1 Nous mettons des guillemets car, en réalité, ce sont les salariées qui produisent la valeur : leur travail n’est pas un coût.  

 

Le job étudiant (exonéré de cotisations sociales) en quelques dates :
  • 1978 : création du contrat d’étudiant avec 23 jours
  • 2005 : 23 jours en été et 23 autres jours le reste de l’année
  • 2012 : 50 jours tout au long de l’année
  • 2017 : 475 heures
  • 2023 : 600 heures (mesure temporaire)

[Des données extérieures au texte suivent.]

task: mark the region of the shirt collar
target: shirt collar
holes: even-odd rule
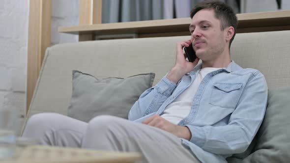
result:
[[[195,74],[196,72],[202,69],[203,63],[198,64],[191,71],[189,72],[189,74]],[[235,63],[233,60],[232,60],[231,63],[229,64],[228,67],[225,68],[223,68],[223,70],[229,72],[231,73],[232,72],[242,69],[237,64]]]

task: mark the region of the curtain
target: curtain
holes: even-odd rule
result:
[[[102,23],[110,23],[189,17],[190,10],[203,0],[106,0]],[[221,0],[240,12],[239,0]]]

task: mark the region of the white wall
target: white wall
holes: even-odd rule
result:
[[[245,12],[278,11],[276,0],[245,0]],[[290,10],[290,0],[282,0],[281,10]]]
[[[25,115],[29,0],[2,0],[0,5],[0,107]]]

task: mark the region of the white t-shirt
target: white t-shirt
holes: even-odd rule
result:
[[[189,114],[193,97],[203,79],[211,72],[221,68],[205,67],[200,70],[192,83],[165,108],[161,115],[169,122],[177,125]]]

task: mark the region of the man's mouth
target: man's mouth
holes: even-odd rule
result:
[[[203,41],[197,41],[193,43],[193,45],[195,47],[199,46],[200,45],[202,45],[202,44],[204,43],[204,42]]]

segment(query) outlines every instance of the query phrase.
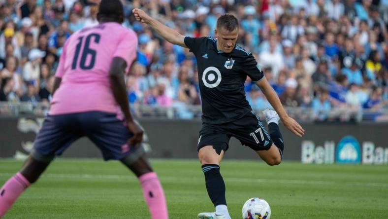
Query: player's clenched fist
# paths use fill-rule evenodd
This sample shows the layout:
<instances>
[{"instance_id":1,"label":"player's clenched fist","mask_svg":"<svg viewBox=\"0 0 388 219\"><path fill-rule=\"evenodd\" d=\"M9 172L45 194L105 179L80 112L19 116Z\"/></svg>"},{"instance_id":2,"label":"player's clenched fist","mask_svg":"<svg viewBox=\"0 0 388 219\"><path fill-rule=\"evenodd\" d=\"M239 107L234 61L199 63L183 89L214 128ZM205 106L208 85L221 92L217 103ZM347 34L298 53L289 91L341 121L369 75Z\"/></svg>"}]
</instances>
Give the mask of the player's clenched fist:
<instances>
[{"instance_id":1,"label":"player's clenched fist","mask_svg":"<svg viewBox=\"0 0 388 219\"><path fill-rule=\"evenodd\" d=\"M136 20L141 23L148 23L151 17L142 9L135 8L132 10L132 13L135 15Z\"/></svg>"},{"instance_id":2,"label":"player's clenched fist","mask_svg":"<svg viewBox=\"0 0 388 219\"><path fill-rule=\"evenodd\" d=\"M137 146L143 140L143 134L144 133L143 129L135 121L128 122L127 125L128 126L128 129L133 133L133 136L132 138L128 140L128 144Z\"/></svg>"}]
</instances>

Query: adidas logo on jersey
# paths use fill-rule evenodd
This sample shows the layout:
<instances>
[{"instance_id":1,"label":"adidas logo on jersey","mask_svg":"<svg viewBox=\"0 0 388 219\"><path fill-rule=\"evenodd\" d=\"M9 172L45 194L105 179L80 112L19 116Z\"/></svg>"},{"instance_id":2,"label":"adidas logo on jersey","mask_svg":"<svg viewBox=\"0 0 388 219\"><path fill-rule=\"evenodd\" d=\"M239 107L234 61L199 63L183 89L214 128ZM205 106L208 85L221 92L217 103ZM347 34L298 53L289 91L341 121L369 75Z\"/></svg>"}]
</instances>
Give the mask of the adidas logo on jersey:
<instances>
[{"instance_id":1,"label":"adidas logo on jersey","mask_svg":"<svg viewBox=\"0 0 388 219\"><path fill-rule=\"evenodd\" d=\"M233 64L234 64L234 60L232 59L229 59L225 62L225 65L224 66L227 69L232 69L232 67L233 67Z\"/></svg>"}]
</instances>

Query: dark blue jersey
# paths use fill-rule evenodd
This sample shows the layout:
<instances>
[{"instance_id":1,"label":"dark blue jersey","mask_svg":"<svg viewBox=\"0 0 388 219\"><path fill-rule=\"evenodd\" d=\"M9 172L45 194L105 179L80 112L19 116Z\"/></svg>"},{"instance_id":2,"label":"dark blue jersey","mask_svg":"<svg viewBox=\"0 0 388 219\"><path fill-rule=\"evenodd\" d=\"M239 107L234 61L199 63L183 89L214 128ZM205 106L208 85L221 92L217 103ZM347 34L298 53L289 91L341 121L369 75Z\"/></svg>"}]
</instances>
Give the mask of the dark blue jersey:
<instances>
[{"instance_id":1,"label":"dark blue jersey","mask_svg":"<svg viewBox=\"0 0 388 219\"><path fill-rule=\"evenodd\" d=\"M229 53L218 50L217 40L209 37L185 37L195 55L202 99L202 121L220 124L238 119L252 111L244 83L264 78L252 54L238 45Z\"/></svg>"}]
</instances>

Attention, au 1er janvier 2025, le quota exonéré est redescendu à 475h ! L’accord de la coalition Arizona prévoit cependant de pérenniser un quota de 650h, de doubler le plafond fiscal pour rester à charge de ses parents (qui passerait à 12.000€), et de fixer l’âge minimal pour le travail étudiant à 15 ans (quand bien même, semble-t-il, l’étudiant n’aurait pas encore suivi les deux premières années de l’enseignement secondaire).